July 10, 2011

Origin Stories

There were stretches of my childhood when I was really interested in comic books-- but not obsessed. I never had to read any particular title, and my ragtag hand-me-down collection mostly had science fiction and war comics. I didn't follow any one superhero.

But there were anthologies of comics at the local branch of our public library that I would read again and again-- these were the ones that told the origins of the superheroes: the stories of how they became who they were. I read about Peter Parker getting bitten by a radioactive spider, and Bruce Wayne seeing his parents killed by a mugger, and Bruce Banner being exposed to gamma radiation. I'm sure I read many more stories about Spiderman and Batman and the Hulk, stories with fantastic adventures and incredible supervillains, but I recall few images or scenes from them.

But these characters' respective "creation myths" --I can still recall them decades later.

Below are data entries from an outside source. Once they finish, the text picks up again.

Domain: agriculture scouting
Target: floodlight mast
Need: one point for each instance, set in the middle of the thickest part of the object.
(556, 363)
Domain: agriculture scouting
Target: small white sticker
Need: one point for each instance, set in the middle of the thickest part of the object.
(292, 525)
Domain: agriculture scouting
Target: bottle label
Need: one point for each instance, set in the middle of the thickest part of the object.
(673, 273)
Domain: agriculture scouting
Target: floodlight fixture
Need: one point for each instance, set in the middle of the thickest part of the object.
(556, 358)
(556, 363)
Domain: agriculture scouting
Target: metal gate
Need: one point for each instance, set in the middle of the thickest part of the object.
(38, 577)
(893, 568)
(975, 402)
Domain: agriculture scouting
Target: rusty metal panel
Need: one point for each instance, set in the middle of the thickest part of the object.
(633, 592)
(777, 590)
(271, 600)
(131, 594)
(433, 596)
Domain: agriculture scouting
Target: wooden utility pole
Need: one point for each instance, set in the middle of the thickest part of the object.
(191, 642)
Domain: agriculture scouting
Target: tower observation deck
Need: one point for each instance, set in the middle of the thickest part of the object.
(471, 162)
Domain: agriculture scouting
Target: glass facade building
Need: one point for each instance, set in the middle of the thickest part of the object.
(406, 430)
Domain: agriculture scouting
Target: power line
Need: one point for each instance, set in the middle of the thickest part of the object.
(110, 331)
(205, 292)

I've been thinking about this lately, because a few weeks ago someone asked me how I became a storyteller, and I told them my origin story:

When I was a freshman in college, I took a children's literature class. And one day the professor told us we would be starting a unit on oral literature, and we had a guest storyteller (an upperclassman) who was there to tell us a story. So he began to tell us a traditional ghost story. Now I was a theatre major at the time, and I could see that this person at the front of the room didn't have any stage presence. Wasn't using a memorized script. What could I possibly learn from this guy? I thought.
But there, in a classroom, under bright fluorescent lighting, in the middle of the day, as he told us the story, the class grew hushed. We were all caught up in the experience. And when the ending came, that storyteller scared the living daylights out of us.
There's something to this storytelling, I thought. And so, a few years later in my college career, when Rives Collins started offering a storytelling class, I knew I would be taking it.

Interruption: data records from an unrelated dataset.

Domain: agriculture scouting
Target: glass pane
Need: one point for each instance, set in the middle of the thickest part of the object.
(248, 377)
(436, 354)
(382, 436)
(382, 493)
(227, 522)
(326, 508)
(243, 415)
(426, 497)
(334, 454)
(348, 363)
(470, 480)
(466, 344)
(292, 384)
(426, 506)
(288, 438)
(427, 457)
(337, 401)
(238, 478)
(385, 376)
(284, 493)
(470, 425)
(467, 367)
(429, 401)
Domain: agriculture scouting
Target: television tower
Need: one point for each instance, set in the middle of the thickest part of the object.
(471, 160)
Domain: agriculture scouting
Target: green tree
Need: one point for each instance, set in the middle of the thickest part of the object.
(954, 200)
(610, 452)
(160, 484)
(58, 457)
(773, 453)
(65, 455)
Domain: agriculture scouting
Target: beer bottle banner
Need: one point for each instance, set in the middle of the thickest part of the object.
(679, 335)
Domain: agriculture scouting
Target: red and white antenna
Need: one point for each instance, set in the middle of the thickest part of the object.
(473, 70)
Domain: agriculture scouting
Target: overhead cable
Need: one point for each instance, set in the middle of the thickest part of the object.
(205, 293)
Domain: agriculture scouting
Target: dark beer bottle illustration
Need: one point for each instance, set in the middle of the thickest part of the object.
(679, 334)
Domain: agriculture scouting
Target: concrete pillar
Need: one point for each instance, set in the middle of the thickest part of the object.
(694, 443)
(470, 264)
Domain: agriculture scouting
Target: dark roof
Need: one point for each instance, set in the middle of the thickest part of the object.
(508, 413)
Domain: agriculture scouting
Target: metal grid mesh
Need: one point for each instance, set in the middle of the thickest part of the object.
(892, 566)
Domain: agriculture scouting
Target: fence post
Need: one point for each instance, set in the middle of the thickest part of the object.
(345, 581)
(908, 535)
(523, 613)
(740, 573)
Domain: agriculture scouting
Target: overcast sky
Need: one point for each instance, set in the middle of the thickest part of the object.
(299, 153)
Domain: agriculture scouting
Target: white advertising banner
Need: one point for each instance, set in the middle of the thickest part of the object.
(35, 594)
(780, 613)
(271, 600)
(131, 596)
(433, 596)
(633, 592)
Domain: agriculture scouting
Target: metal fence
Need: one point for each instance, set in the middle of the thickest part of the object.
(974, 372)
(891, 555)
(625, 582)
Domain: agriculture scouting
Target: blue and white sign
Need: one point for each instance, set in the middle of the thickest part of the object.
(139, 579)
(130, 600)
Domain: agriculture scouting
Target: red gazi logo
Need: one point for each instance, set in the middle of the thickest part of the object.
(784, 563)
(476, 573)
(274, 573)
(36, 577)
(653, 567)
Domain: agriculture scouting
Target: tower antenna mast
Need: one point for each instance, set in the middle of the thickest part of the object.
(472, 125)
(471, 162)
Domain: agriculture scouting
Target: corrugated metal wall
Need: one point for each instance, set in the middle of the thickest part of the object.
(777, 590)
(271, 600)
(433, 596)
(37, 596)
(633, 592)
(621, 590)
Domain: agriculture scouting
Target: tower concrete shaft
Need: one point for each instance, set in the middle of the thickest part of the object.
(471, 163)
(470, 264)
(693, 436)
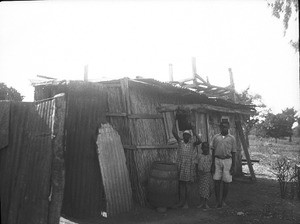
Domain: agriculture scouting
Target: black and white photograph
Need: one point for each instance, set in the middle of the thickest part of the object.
(149, 112)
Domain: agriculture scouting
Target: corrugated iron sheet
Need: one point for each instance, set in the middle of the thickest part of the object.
(26, 163)
(4, 123)
(83, 195)
(114, 171)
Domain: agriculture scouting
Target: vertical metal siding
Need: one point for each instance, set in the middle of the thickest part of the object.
(26, 163)
(114, 171)
(86, 106)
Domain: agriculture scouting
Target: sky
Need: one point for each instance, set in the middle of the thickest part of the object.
(119, 39)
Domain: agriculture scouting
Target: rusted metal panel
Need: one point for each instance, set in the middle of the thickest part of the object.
(4, 123)
(83, 194)
(25, 165)
(114, 171)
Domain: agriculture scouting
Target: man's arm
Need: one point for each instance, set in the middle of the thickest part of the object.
(213, 161)
(174, 131)
(233, 152)
(198, 140)
(213, 156)
(232, 168)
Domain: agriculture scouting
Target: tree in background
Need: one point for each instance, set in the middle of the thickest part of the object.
(11, 93)
(278, 125)
(245, 97)
(285, 10)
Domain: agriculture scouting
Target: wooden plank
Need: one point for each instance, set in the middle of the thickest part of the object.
(113, 85)
(115, 176)
(4, 123)
(244, 144)
(190, 85)
(145, 116)
(201, 79)
(136, 116)
(116, 114)
(135, 147)
(57, 167)
(252, 160)
(206, 107)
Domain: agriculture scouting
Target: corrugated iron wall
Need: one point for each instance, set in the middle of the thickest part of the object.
(86, 107)
(115, 175)
(25, 164)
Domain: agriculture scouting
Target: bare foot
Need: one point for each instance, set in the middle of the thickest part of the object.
(205, 207)
(185, 206)
(200, 206)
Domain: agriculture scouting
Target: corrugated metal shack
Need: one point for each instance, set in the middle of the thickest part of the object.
(141, 111)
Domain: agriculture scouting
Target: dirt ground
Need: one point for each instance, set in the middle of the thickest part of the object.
(248, 202)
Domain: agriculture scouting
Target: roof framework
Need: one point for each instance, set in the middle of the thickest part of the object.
(198, 84)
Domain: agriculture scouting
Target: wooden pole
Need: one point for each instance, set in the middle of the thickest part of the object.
(232, 83)
(86, 71)
(244, 144)
(57, 167)
(194, 67)
(171, 73)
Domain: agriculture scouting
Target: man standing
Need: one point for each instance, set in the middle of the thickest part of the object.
(186, 161)
(223, 151)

I asked on Twitter, and I'll ask again now: do you have an origin story? What called you into storytelling?

2 comments:

Sean said...

Yes, I do.

How I Got Started in Storytelling.

http://seantells.com/gotstarted

David said...

I so easily recall being in 3rd grade and finding D'aulaire's Book of Greek Myths. I memorized most of them with in months. Then I would recount and re-tell to any and everyone who'd listen. I just kind of never stopped. Of course new stories have been added. Other myths. Personal stories. Mono's on everything. BUT I still tell the Greeks. I just did Achilles and re-wrote Persephone. I think I still recall the memory so easily because, albeit at a young age and not understanding what had happened, I had been defined. It was kind of awesome.